No sé de dónde sacaban  esos nombres y sus documentos respectivos.  La maniobra tenía un gran parecido a los padrones electorales argentinos.

En el turno matutino éramos  cuatro los asistentes por piso. Dos en cada ala. De tarde podían ser tres, a veces dos; y de noche uno y una  enfermera para todos los pisos.
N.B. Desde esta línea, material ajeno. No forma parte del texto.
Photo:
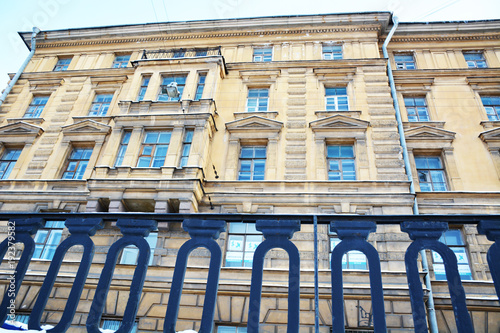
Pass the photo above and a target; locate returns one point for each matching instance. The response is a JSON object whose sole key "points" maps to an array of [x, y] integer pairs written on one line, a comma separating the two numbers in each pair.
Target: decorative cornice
{"points": [[424, 39], [207, 36]]}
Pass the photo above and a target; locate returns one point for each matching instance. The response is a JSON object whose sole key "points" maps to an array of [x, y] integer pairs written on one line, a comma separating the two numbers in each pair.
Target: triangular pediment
{"points": [[490, 135], [254, 123], [88, 126], [20, 128], [339, 122], [429, 133]]}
Yo cumplía el horario de seis a catorce. En mi grupo había una   israelí y el resto eran filipinos, todos ellos buena gente. A los asiáticos yo les hablaba en inglés.

RAQUEL HABLABA LADINO.  Era una flaca escopeta: la comían  los  nervios.  Se bajaba dos atados de Time por día.  Había enviudado siendo  muy joven. Su marido  fue  atropellado por un auto cuando cruzaba la calle.

Tenía un hijo  que a  los dieciséis años  ya gozaba de un vasto  prontuario  por gresca y hurto.  Más de una vez en plena madrugada tuvo   que ir a sacarlo de la comisaría. El pibe no  estudiaba y tampoco  trabajaba. La pobre madre le bancaba la vagancia.     

Raquel se había echado un  amante. Era un empleado jerárquico de la empresa  láctea  Tnuva,   propiedad de la CGT.

Un día ella se cansó de  garchar en la clandestinidad  y de sus  falsas promesas, y  lo despachó.  

Raquel era veterana en este tipo de trabajos. Me fue de mucha ayuda.

Todas las mañanas   me esperaba  en la parada del colectivo donde yo descendía para tomar  la combinación  que nos dejaba en la puerta del laburo.  

Fuimos un buen tándem, y  mejores amigos.